Common Health Problems
Responsible dog breeders strive to maintain the highest breed standards as established by kennel clubs like the AKC. Dogs bred by these standards are less likely to inherit health conditions. However, some hereditary health problems can occur in the breed. The following are some conditions to be aware of:
- Hip dysplasia: A condition in which the hip sockets form abnormally.
- Osteochondrosis (OCD): The abnormal development of the cartilage on the end of a bone.
- Epilepsy: A neurological disease that causes seizures.
- Collie Eye Anomaly: This is an inherited disease seen in this breed. It impairs the vision but is usually mild in border collies. Breeders can screen for this.
Diet and Nutrition
A border collie will need two meals a day of three-quarters to one cup of dry dog food, depending on the dog's size and activity level. Be sure to provide fresh, clean water.

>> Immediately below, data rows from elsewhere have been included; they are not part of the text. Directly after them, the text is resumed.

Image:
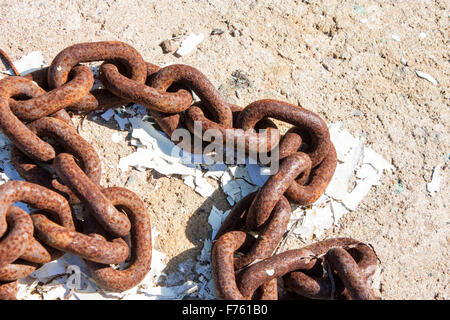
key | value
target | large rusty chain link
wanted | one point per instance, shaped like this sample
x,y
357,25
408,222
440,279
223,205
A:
x,y
33,116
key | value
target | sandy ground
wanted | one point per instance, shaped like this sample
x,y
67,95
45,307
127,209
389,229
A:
x,y
339,60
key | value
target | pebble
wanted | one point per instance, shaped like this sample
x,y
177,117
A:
x,y
357,113
240,79
217,32
395,37
167,46
403,60
426,76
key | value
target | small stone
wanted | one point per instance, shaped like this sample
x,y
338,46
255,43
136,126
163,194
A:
x,y
217,32
167,46
130,180
240,79
403,60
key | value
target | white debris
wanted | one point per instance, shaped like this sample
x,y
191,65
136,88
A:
x,y
108,114
49,270
426,76
215,219
316,221
202,186
189,44
29,63
122,122
435,184
395,37
116,137
357,164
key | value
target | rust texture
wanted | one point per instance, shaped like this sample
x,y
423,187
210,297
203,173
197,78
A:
x,y
116,226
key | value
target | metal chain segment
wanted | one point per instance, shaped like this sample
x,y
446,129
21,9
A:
x,y
308,161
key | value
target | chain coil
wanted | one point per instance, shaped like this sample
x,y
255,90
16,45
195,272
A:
x,y
33,110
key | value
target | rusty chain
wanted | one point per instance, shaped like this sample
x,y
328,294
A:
x,y
33,116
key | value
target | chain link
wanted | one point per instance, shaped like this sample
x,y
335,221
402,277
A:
x,y
33,108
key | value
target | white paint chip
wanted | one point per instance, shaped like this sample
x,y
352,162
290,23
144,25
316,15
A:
x,y
436,179
108,114
116,137
395,37
426,76
189,44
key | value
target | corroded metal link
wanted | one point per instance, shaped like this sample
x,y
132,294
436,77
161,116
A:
x,y
117,51
222,262
274,188
72,142
249,140
307,188
345,266
169,102
37,197
16,241
294,115
85,246
90,194
50,102
270,233
318,180
189,76
14,129
38,253
276,266
8,290
141,244
318,286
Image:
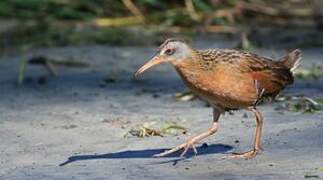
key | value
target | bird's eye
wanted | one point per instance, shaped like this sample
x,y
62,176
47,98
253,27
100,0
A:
x,y
169,52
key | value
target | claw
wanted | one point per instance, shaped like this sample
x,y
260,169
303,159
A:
x,y
247,155
186,146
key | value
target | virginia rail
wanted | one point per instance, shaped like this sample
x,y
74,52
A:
x,y
228,80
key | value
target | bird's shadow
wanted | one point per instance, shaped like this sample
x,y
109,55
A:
x,y
148,153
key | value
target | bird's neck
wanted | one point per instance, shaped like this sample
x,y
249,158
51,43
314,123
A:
x,y
188,68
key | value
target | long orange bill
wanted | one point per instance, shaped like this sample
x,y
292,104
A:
x,y
154,61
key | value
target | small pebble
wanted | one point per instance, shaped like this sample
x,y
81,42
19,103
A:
x,y
42,80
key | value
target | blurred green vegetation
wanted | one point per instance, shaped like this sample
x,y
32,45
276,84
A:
x,y
64,22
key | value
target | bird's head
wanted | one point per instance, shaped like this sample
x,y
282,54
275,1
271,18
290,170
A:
x,y
173,51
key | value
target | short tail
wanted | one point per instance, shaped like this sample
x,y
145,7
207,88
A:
x,y
292,60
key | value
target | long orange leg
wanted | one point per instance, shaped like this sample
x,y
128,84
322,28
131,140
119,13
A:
x,y
257,143
191,143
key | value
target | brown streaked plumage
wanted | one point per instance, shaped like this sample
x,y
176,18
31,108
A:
x,y
227,79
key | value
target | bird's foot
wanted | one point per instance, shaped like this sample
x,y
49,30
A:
x,y
247,155
186,146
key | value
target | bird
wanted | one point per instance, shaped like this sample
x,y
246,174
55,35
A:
x,y
228,80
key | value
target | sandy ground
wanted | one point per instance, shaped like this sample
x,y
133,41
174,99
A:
x,y
76,121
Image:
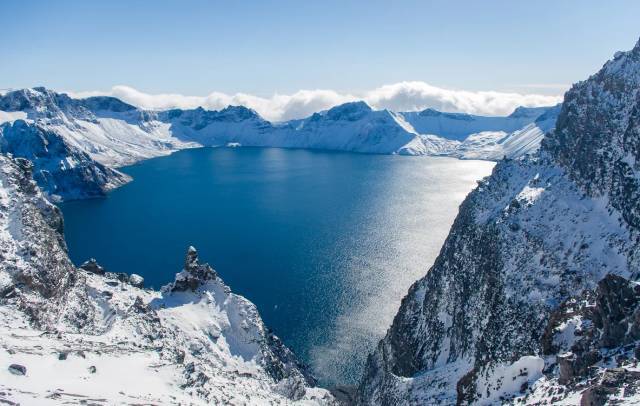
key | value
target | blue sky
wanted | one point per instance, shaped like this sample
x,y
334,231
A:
x,y
264,47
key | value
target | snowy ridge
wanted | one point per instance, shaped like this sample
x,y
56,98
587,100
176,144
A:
x,y
534,296
83,335
113,133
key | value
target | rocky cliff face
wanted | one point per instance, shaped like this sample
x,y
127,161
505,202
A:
x,y
83,335
61,170
535,233
114,133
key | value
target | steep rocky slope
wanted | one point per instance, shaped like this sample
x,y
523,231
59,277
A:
x,y
83,335
493,319
61,170
112,133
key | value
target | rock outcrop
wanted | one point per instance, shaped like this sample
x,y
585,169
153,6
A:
x,y
534,234
195,342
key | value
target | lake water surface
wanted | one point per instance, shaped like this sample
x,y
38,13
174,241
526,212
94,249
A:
x,y
325,244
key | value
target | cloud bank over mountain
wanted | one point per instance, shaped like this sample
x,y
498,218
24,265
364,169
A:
x,y
402,96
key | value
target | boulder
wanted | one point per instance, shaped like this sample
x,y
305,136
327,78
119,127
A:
x,y
92,266
17,369
136,280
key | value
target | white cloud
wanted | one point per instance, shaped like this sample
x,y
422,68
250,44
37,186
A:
x,y
403,96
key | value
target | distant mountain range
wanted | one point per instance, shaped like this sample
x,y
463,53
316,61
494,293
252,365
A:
x,y
95,135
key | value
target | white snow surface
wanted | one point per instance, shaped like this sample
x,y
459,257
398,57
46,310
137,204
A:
x,y
116,136
89,338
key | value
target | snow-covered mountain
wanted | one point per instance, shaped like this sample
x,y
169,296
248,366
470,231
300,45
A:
x,y
61,170
113,134
85,336
534,297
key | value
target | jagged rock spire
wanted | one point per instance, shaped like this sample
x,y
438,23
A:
x,y
194,273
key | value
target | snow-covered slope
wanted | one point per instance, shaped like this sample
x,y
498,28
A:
x,y
495,145
83,336
114,133
61,170
458,126
505,314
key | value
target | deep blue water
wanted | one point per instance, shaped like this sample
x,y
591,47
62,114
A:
x,y
325,244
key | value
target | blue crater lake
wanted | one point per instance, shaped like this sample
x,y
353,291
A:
x,y
325,244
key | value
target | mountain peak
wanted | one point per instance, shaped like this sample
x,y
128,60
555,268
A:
x,y
350,111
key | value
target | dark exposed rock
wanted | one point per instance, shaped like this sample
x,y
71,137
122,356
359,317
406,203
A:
x,y
17,369
136,280
194,274
60,169
525,244
92,266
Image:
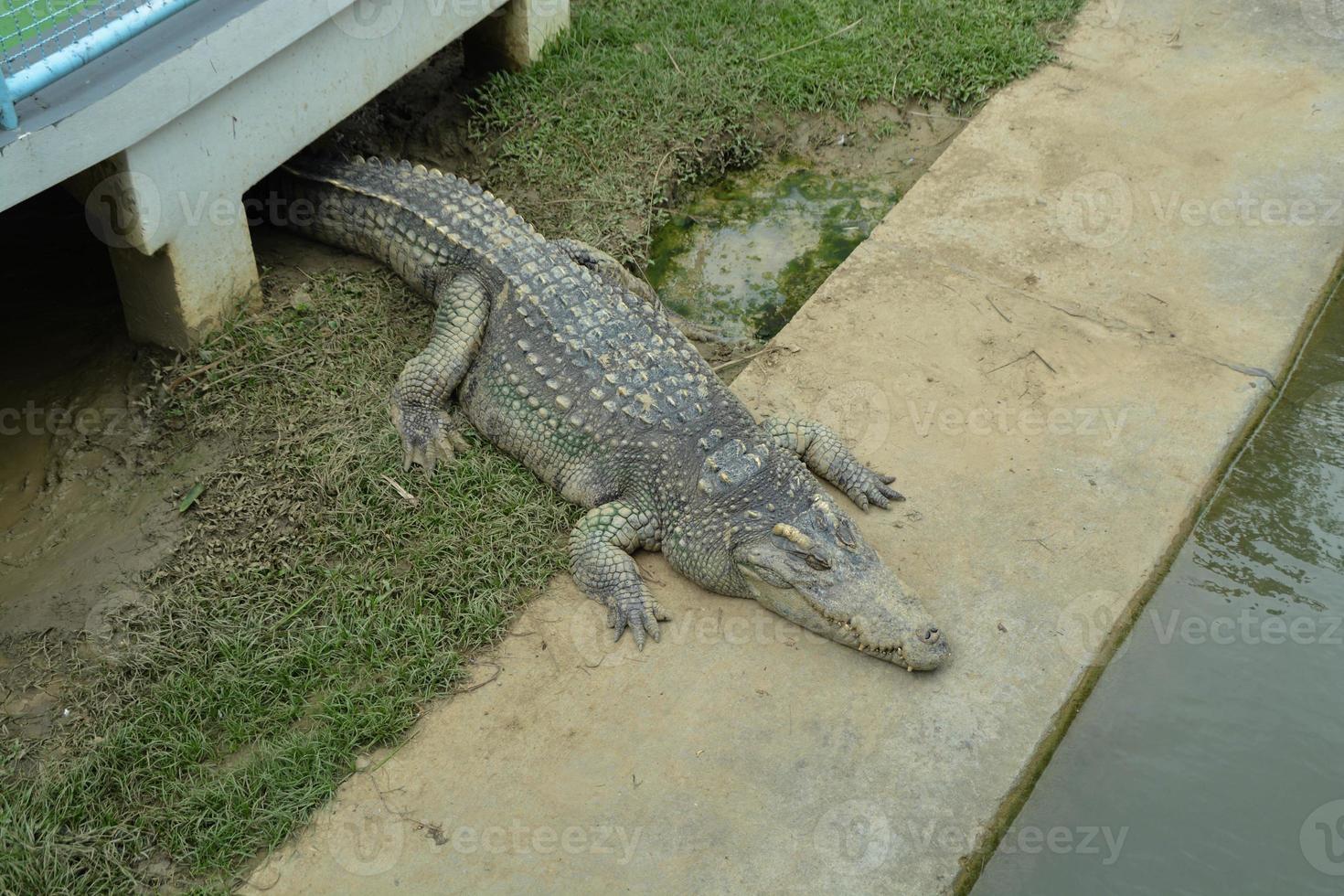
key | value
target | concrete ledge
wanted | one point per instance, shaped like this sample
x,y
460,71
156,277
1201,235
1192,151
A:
x,y
1055,344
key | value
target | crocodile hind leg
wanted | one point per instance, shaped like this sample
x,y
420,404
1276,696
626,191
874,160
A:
x,y
600,558
615,274
832,460
420,398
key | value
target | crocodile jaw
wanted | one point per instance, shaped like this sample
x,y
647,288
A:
x,y
880,621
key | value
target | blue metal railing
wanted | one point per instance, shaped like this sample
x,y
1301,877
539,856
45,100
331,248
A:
x,y
42,40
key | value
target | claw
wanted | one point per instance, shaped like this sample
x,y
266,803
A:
x,y
426,434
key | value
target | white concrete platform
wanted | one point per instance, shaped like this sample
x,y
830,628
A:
x,y
165,133
1055,340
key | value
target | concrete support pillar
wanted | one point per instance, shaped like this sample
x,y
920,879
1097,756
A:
x,y
514,35
179,245
177,294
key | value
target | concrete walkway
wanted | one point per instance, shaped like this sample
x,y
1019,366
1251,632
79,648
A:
x,y
1054,340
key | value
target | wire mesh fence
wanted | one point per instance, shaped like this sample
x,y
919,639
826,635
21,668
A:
x,y
31,30
42,40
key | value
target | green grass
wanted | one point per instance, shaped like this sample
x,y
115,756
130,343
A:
x,y
306,618
311,612
643,97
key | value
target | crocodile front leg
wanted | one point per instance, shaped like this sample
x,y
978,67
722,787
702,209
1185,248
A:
x,y
832,460
420,398
600,557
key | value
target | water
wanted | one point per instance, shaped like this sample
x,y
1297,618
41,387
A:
x,y
1214,743
748,252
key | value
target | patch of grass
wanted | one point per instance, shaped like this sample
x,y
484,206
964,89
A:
x,y
308,615
641,98
312,610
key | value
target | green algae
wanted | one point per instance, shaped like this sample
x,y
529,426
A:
x,y
748,251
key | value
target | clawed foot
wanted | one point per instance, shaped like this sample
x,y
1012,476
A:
x,y
867,488
637,613
428,434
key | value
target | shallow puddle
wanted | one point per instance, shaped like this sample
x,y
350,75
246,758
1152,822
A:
x,y
750,251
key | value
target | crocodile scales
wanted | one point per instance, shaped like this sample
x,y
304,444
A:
x,y
566,361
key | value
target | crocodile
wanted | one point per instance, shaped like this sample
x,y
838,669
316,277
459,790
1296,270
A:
x,y
571,364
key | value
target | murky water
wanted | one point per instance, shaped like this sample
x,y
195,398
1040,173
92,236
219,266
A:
x,y
748,252
1212,749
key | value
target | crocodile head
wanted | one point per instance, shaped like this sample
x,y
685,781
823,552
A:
x,y
817,571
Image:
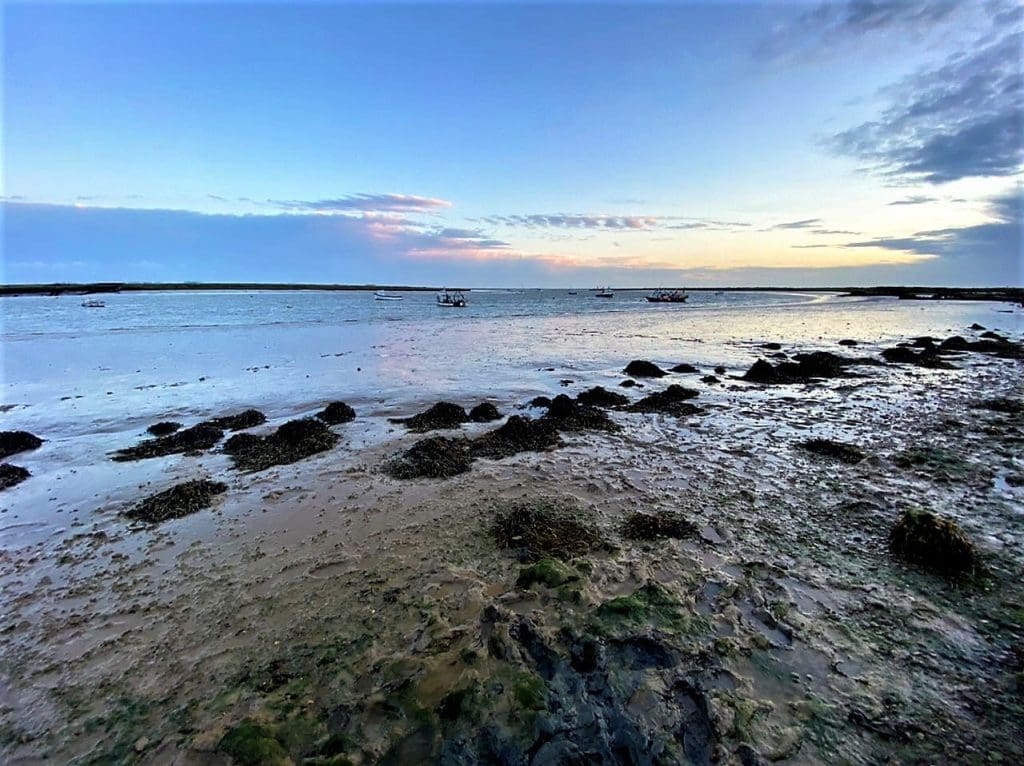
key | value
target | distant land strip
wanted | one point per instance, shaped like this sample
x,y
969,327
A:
x,y
1014,295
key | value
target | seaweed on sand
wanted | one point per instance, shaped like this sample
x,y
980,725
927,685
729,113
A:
x,y
12,442
180,500
672,400
837,450
933,542
440,416
197,438
435,457
545,528
336,413
657,525
517,434
10,475
291,442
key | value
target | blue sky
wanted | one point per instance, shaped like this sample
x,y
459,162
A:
x,y
698,143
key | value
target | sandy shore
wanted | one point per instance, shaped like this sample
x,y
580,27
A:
x,y
326,612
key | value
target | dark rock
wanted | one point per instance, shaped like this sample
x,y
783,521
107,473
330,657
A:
x,y
197,438
515,435
180,500
436,457
10,475
836,450
291,442
642,369
657,525
12,442
484,413
337,413
163,428
600,396
933,542
443,415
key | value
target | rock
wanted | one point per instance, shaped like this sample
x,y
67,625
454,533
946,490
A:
x,y
12,442
443,415
484,413
10,475
933,542
643,369
436,457
163,428
837,450
337,413
180,500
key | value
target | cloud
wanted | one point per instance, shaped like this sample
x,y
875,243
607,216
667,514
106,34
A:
x,y
961,120
366,203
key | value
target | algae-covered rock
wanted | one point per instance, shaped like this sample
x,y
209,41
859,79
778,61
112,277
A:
x,y
197,438
601,396
837,450
252,743
291,442
10,475
933,542
545,529
443,415
657,525
163,428
484,413
644,369
12,442
517,434
435,457
336,413
180,500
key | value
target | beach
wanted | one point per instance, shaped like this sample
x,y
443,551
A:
x,y
334,609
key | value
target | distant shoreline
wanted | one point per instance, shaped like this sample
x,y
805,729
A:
x,y
1015,295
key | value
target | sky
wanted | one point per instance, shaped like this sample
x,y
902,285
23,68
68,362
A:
x,y
528,144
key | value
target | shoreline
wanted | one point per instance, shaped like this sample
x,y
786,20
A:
x,y
788,631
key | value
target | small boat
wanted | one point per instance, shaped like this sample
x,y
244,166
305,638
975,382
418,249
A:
x,y
668,296
451,299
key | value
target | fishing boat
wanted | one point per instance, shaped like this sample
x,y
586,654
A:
x,y
451,299
668,296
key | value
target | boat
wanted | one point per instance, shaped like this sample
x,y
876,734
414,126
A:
x,y
668,296
451,299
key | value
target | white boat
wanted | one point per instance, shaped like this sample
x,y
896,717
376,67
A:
x,y
451,299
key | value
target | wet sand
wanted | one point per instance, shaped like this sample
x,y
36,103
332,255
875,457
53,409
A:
x,y
326,612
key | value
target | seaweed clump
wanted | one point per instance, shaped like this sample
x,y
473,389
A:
x,y
336,413
517,434
933,542
644,369
836,450
10,475
484,413
544,529
180,500
440,416
291,442
672,400
195,439
435,457
12,442
657,525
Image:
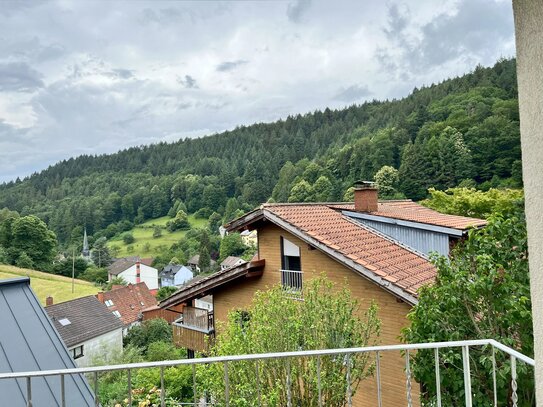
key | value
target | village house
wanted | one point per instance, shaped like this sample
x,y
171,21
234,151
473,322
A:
x,y
87,328
127,303
194,262
380,249
175,275
248,237
231,261
134,270
30,342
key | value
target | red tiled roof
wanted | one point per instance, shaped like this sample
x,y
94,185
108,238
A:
x,y
120,265
414,212
129,301
376,253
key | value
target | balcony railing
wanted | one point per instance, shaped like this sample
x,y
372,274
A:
x,y
292,280
198,319
407,350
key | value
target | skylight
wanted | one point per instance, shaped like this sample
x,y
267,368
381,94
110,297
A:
x,y
64,321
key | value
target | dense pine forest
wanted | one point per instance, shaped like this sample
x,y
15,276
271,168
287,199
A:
x,y
463,131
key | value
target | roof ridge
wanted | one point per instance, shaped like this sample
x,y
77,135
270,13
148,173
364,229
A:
x,y
390,239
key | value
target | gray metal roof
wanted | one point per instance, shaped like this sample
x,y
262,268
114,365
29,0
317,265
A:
x,y
82,319
29,342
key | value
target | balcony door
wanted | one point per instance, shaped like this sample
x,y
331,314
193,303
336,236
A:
x,y
291,265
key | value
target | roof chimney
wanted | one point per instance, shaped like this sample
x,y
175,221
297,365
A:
x,y
365,197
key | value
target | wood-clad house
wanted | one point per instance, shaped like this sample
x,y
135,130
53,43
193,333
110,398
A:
x,y
379,248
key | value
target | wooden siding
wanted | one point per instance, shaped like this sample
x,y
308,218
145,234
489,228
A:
x,y
191,339
392,312
166,314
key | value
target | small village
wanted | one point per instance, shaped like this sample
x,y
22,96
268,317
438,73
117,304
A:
x,y
271,204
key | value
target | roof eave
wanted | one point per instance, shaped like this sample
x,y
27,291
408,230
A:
x,y
381,282
204,286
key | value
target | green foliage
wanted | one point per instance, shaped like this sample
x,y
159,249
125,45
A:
x,y
28,241
473,203
205,259
24,261
481,292
154,330
113,387
64,267
387,180
231,245
215,222
157,232
165,292
301,192
95,275
277,323
160,350
439,136
3,255
180,222
100,253
128,238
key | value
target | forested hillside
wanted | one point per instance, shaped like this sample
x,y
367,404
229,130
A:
x,y
461,131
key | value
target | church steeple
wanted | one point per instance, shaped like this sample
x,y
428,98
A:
x,y
85,252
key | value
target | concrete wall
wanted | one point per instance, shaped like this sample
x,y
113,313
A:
x,y
392,312
529,39
111,342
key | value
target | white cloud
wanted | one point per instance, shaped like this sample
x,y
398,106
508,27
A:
x,y
86,77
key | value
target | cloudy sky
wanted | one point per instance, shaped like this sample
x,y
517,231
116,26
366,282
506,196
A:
x,y
87,77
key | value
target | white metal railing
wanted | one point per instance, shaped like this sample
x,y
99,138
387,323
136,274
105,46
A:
x,y
292,280
465,347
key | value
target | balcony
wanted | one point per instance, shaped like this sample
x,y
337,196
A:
x,y
292,280
231,389
194,329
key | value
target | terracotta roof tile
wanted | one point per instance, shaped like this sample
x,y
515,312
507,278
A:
x,y
129,301
384,257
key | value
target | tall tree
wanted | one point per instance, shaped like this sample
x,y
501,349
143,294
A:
x,y
481,292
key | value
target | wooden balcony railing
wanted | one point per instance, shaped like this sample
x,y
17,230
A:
x,y
194,329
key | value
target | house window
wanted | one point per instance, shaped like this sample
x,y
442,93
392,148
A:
x,y
77,352
291,265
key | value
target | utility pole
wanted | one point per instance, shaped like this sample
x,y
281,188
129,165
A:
x,y
73,268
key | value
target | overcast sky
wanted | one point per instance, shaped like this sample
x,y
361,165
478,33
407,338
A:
x,y
88,77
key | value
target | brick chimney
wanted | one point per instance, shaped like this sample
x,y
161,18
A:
x,y
365,197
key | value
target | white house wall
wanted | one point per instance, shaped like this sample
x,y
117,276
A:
x,y
183,275
148,275
111,342
423,241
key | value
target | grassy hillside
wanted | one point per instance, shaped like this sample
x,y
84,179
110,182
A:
x,y
45,284
146,245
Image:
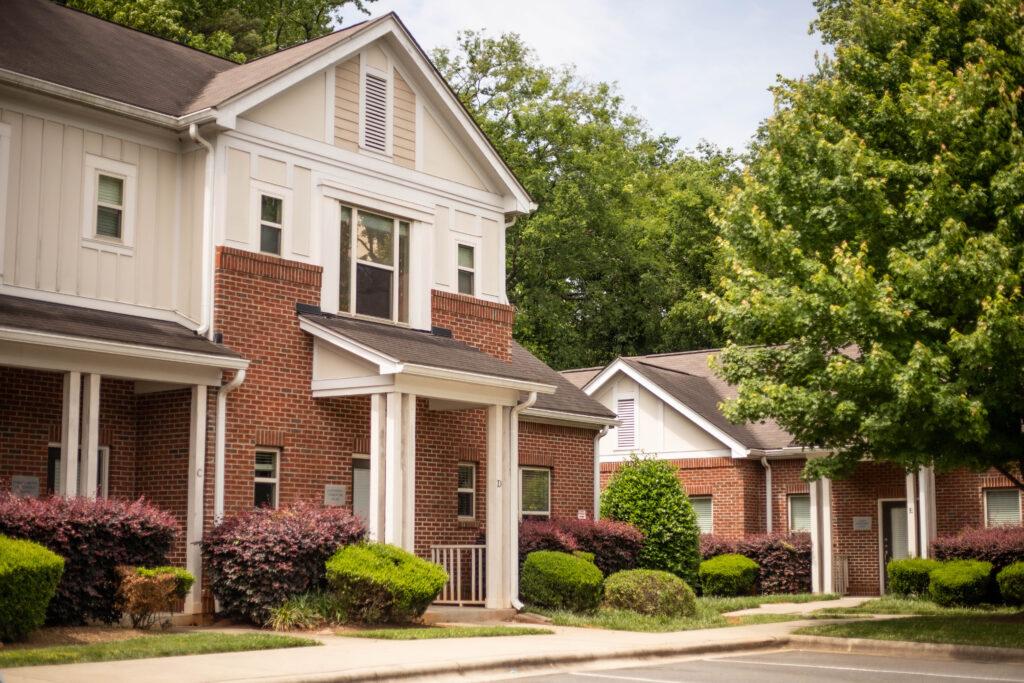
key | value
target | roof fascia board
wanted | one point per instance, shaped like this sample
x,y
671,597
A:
x,y
619,366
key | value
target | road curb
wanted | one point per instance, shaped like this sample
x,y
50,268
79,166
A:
x,y
904,648
525,662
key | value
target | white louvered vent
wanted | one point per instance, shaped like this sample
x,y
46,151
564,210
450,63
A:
x,y
627,430
375,116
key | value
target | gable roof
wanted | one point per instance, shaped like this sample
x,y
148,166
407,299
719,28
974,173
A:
x,y
687,378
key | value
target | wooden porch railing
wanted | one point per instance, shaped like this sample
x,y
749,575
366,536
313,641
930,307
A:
x,y
466,569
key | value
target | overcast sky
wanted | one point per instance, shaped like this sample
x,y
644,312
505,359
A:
x,y
694,69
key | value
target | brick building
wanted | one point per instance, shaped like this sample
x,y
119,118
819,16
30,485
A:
x,y
233,285
744,479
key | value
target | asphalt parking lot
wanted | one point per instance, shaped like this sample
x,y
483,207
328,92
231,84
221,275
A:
x,y
798,667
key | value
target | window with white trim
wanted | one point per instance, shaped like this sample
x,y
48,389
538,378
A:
x,y
266,477
800,512
373,278
467,491
535,492
702,507
1003,507
467,269
271,220
627,431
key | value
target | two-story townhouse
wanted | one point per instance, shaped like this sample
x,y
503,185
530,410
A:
x,y
233,285
745,479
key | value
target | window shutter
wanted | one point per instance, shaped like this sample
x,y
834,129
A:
x,y
375,122
627,431
1003,506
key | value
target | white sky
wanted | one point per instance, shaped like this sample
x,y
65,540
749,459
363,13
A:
x,y
694,69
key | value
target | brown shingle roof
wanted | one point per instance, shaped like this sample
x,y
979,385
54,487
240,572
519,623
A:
x,y
58,318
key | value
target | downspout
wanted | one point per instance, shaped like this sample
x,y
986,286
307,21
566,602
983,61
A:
x,y
218,446
597,470
514,498
206,324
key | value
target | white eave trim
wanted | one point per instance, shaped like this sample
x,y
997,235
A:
x,y
120,348
619,366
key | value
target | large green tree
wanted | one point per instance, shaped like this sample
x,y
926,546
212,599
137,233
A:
x,y
590,271
875,250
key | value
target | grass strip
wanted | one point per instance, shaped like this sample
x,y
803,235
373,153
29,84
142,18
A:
x,y
991,631
431,632
159,645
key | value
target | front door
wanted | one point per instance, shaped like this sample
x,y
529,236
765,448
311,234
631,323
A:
x,y
894,541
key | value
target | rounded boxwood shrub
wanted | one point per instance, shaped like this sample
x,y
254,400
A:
x,y
649,592
646,494
910,575
260,558
1011,582
961,583
560,581
381,584
29,578
728,575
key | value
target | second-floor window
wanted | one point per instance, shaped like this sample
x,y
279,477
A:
x,y
374,274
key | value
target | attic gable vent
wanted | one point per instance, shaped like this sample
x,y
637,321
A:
x,y
375,114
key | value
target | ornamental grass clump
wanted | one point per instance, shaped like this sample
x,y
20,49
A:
x,y
376,583
29,578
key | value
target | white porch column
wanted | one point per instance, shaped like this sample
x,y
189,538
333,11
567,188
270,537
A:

Your dog's nutritional needs will change throughout its lifespan. If you note that your dog is putting on weight, this with your veterinarian to develop a plan of action. You may need to change the feeding schedule, type of food, or amount of food. You should also consider whether you are providing enough daily exercise for this naturally highly active dog.
- Loyal and hard-working
- Excellent at dog sports and agility
- Highly intelligent and trainable
- Can get destructive if not given enough exercise, stimulation, and companionship
- Not suitable for apartment living as they need a yard (or a farm) to expend energy or herd
- Strong herding instincts may make them unsuitable for households with small children
Where to Adopt or Buy a Border Collie
The Border Collie Society of America is a great place to start your search for a pup. Their breeder referral directory provides contact information for breeders as well as rescue groups throughout the U.S.
More Dog Breeds and Further Research
If you think the border collie is the right dog for you, make sure you do more research on the breed before you get one. Talk to veterinarians and other pet professionals, and ask for input from other border collie owners, responsible breeders, and rescue organizations.
If you’re interested in similar breeds, look into these to compare the pros and cons.
There is a wide variety of dog breeds out there. With a little research, you can find the right one to bring home.